【経営者による財政状態、経営成績及びキャッシュ・フローの状況の分析】
文中の将来に関する事項は、当四半期連結会計期間の末日現在において判断したものであります。
(1) 財政状態及び経営成績の状況当第3四半期連結累計期間におけるわが国経済は、新型コロナウイルス感染症の影響が続くなかで経済社会活動の正常化に向けた動きがみられた一方、ウクライナ情勢の長期化に伴う資源価格の高騰や世界的な金融引締めの影響などにより、景気の先行きは依然として不透明な状況で推移いたしました。当防災業界におきましても、民間設備投資は回復傾向にあるものの、部品の供給制約や原材料価格の高騰の影響などにより、厳しい状況となっております。このような状況にありますが、当社グループは2028年度のありたい姿と、その実現に向けた施策を「中長期ビジョン2028 ~期待の先をカタチに~」として策定しており、各種の取り組みを2022年度から始め、より高い付加価値を創造できる企業への変革に挑戦しております。この中長期ビジョンのもと、新型コロナウイルス感染症の感染防止に努めながら事業活動を展開してきた結果、当第3四半期連結累計期間における受注高は89,678百万円(前年同四半期比1.5%減)、売上高は70,846百万円(前年同四半期比8.9%減)となりました。利益につきましては、大型物件が減少したことや、比較的採算性の高い案件が前連結会計年度に集中していたことなどから、営業利益は2,102百万円(前年同四半期比68.1%減)、経常利益は2,458百万円(前年同四半期比64.8%減)、親会社株主に帰属する四半期純利益は2,198百万円(前年同四半期比54.6%減)となりました。業績の内訳をセグメント別にみますと、火災報知設備につきましては、売上高は26,469百万円(前年同四半期比10.7%減)、営業利益は2,630百万円(前年同四半期比54.8%減)、消火設備につきましては、売上高は22,696百万円(前年同四半期比15.2%減)、営業利益は2,367百万円(前年同四半期比34.4%減)、保守点検等につきましては、売上高は18,174百万円(前年同四半期比1.6%増)、営業利益は2,788百万円(前年同四半期比1.3%減)、その他につきましては、売上高は3,505百万円(前年同四半期比2.1%増)、営業利益は146百万円(前年同四半期は営業損失17百万円)となりました。なお、当社グループの売上高は建設業界の影響を受ける部分が多いため、下期、特に第4四半期に集中する傾向があります。

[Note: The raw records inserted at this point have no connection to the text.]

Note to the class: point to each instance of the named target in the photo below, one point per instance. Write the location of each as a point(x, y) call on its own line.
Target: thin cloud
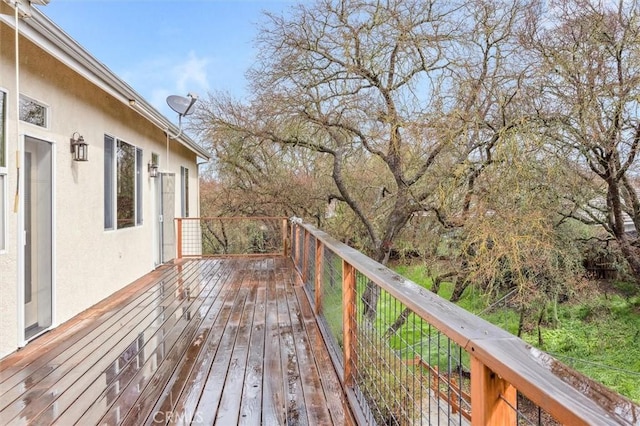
point(163, 76)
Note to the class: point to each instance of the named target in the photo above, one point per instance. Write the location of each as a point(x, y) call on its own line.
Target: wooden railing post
point(349, 321)
point(295, 229)
point(179, 238)
point(284, 237)
point(305, 256)
point(489, 397)
point(319, 275)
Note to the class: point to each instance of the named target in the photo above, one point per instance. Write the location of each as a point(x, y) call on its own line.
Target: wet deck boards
point(217, 341)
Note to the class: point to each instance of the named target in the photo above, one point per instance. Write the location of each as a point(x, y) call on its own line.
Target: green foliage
point(595, 336)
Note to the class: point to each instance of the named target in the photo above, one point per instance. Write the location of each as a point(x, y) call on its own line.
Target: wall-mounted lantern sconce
point(79, 147)
point(153, 169)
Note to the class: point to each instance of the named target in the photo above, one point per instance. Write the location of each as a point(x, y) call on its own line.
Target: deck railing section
point(407, 356)
point(228, 236)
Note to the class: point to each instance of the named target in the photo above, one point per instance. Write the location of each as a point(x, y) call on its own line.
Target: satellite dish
point(183, 105)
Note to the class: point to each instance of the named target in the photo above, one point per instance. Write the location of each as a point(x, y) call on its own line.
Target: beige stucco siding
point(90, 262)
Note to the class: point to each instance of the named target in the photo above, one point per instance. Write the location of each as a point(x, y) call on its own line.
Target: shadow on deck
point(227, 341)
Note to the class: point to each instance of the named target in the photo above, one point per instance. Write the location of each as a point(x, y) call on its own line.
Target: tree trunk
point(461, 285)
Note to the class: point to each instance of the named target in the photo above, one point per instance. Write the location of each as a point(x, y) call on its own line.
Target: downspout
point(17, 75)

当第3四半期連結会計期間末における総資産につきましては、商品及び製品1,756百万円の増加、原材料及び貯蔵品1,186百万円の増加等があったものの、受取手形、売掛金及び契約資産9,901百万円の減少等により、前連結会計年度末に比べ5,959百万円減少し、142,639百万円となりました。負債につきましては、未払法人税等2,483百万円の減少、賞与引当金1,871百万円の減少等により、前連結会計年度末に比べ6,377百万円減少し、30,330百万円となりました。純資産につきましては、為替換算調整勘定の増加を主因として、前連結会計年度末に比べ417百万円増加し、112,309百万円となりました。
(2) 研究開発活動当第3四半期連結累計期間の研究開発費の総額は1,757百万円であります。